Barr, N. (2012). Economics of the Welfare State, Oxford University Press, Reino Unido.

Cecchini, S.; Atuesta, B. (2017) Programas de transferencias condicionadas en América Latina y el Caribe: Tendencias de cobertura e inversión, Serie Políticas Sociales de la CEPAL (LC/TS.2017/40).

Dowding, K.; De Wispelaere J.; Whit, S (2003) Stakeholding – a New Paradigm in Social Policy the Ethics of Stakeholding. Basingstoke: Palgrave Macmillan.
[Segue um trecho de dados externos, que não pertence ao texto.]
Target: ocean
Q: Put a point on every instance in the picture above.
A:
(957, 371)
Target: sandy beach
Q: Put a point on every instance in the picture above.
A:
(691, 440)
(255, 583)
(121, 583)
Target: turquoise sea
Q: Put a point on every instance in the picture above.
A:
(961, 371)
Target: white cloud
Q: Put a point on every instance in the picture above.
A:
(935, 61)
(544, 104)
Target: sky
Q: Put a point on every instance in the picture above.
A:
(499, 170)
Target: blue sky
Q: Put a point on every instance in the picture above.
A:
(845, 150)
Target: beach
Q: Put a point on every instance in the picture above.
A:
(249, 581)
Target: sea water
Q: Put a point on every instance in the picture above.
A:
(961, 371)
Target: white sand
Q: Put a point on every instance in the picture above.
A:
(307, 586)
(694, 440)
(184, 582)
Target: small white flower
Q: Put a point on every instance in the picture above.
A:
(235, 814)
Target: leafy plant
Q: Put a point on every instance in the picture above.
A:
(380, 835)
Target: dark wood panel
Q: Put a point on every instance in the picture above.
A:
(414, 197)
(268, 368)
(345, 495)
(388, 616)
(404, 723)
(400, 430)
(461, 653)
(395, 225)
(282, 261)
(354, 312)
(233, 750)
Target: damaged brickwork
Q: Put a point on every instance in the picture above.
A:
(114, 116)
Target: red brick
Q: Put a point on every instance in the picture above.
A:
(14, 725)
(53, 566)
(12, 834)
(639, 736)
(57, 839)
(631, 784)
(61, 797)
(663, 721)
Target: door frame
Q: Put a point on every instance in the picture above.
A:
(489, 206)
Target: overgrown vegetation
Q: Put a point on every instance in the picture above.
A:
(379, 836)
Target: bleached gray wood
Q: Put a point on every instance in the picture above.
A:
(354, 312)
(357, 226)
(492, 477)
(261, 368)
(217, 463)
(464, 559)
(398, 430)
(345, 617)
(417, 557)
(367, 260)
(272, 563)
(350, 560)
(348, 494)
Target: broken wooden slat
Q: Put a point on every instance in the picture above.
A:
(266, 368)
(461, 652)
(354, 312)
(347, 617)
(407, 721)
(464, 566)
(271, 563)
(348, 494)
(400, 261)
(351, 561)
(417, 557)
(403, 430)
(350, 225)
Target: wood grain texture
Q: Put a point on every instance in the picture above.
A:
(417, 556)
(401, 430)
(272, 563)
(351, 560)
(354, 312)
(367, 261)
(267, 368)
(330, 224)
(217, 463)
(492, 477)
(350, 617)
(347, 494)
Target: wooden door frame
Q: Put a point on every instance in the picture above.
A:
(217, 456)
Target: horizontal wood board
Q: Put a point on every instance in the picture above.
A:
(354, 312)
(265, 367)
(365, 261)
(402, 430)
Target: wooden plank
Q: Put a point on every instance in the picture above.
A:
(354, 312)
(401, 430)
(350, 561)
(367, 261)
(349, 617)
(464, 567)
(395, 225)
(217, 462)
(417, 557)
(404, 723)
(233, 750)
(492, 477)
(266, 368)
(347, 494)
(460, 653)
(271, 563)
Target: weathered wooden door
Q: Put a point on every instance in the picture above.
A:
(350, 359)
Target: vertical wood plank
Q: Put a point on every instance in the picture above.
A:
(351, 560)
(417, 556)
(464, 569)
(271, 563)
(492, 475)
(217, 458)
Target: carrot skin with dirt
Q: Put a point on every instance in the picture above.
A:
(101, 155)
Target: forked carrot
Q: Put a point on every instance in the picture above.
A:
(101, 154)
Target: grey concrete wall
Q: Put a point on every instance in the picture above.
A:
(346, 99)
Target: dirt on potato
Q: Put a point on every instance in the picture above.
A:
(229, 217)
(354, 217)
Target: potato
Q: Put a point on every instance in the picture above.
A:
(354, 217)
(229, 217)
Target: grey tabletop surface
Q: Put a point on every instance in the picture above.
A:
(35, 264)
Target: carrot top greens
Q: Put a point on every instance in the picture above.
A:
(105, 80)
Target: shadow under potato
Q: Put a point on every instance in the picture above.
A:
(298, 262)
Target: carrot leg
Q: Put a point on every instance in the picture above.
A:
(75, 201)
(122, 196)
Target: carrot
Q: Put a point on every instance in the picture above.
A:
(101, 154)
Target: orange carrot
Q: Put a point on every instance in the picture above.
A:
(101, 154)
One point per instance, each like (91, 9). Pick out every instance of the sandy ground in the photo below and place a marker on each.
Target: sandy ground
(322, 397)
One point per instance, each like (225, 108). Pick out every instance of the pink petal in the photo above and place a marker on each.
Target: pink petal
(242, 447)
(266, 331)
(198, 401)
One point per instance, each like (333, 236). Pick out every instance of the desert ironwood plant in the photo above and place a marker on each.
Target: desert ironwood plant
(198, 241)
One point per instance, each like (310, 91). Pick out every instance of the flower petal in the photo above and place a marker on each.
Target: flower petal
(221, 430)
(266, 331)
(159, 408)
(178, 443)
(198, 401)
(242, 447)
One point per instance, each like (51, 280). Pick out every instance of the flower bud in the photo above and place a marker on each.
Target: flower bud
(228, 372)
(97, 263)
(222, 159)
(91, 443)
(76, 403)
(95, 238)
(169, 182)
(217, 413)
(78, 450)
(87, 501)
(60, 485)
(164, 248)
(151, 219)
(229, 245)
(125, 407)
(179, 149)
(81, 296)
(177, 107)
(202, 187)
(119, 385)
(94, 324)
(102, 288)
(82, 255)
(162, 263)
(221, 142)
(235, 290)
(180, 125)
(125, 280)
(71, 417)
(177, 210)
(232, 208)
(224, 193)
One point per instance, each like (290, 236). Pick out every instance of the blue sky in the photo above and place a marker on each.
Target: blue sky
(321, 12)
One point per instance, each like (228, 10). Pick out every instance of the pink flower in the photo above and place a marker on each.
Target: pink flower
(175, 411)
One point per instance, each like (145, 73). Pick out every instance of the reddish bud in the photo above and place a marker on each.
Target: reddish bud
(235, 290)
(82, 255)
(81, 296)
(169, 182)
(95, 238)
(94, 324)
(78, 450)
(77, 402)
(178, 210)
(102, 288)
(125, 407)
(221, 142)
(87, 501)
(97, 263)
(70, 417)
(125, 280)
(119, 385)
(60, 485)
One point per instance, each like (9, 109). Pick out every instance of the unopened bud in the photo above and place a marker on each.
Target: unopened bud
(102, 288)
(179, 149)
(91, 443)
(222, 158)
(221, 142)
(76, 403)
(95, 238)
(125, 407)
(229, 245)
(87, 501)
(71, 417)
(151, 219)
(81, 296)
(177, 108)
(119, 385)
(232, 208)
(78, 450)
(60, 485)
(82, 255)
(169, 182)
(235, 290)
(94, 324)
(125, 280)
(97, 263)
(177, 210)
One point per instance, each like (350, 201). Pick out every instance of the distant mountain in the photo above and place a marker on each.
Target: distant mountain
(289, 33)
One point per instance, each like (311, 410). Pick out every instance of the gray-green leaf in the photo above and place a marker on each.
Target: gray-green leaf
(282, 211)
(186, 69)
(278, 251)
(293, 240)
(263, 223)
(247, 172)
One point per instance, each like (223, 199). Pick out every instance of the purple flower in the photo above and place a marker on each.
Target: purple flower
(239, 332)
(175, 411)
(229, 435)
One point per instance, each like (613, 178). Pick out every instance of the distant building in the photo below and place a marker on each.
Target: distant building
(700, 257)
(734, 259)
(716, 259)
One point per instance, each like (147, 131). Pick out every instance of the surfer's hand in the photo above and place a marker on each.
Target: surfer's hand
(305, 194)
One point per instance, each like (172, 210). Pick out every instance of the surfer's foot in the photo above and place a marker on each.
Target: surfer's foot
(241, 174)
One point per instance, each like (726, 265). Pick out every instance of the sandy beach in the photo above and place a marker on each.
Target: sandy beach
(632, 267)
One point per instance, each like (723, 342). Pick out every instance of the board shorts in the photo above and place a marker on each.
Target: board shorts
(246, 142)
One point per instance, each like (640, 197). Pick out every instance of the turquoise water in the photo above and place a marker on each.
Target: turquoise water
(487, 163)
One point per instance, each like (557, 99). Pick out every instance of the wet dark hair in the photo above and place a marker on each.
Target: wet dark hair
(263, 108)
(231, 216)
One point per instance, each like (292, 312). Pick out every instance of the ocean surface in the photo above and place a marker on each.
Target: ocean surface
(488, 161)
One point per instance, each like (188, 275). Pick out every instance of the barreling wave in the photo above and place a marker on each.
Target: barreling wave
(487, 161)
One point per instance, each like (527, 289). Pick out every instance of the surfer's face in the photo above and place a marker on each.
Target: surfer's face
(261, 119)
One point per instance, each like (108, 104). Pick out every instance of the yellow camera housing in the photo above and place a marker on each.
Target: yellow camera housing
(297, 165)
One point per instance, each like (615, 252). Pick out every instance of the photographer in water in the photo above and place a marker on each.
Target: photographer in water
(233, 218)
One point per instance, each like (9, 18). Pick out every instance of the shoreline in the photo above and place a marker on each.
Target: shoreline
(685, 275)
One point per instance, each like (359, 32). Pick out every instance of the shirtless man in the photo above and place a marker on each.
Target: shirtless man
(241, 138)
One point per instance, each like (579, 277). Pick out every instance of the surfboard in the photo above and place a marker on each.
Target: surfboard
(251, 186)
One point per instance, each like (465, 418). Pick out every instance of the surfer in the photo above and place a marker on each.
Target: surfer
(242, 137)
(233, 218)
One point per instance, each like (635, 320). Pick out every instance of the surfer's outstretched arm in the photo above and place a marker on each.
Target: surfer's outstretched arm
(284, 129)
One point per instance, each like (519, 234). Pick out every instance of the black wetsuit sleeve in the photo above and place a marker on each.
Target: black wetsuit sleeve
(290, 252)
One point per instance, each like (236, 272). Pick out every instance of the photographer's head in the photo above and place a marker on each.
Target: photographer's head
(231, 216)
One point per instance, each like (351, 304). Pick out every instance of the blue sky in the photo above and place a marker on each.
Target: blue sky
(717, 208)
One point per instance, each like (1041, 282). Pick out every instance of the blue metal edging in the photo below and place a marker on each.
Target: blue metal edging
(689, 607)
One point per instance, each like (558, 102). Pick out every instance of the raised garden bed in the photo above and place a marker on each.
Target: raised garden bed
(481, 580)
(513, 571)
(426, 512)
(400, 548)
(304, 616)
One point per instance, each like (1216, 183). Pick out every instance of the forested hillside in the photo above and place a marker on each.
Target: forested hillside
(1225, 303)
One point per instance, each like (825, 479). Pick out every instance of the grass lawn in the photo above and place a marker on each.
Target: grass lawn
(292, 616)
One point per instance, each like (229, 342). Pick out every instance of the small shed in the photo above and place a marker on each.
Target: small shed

Gamble, A. (2016) Can the Welfare State Survive? Polity Press, Cambridge, Reino Unido.

The World Bank (2020) The Economy in the time of COVID-19. Semiannual Report of the Latin American and the Latin American Region. The World Bank Group.

Van Parijs, Philippe, ed. 1992. Arguing for Basic Income: Ethical Foundations for a Radical Reform. Londres, Verso.

Van Parijs P. (1995) Real freedom for all. What (if anything) justifies capitalism? Oxford University Press, Reino Unido.

Wispelaere J.D., Noguera J.A. (2012) On the Political Feasibility of Universal Basic Income: An Analytic Framework. In: Caputo R.K. (eds) Basic Income Guarantee and Politics. Exploring the Basic Income Guarantee. Palgrave Macmillan, New York, Estados Unidos.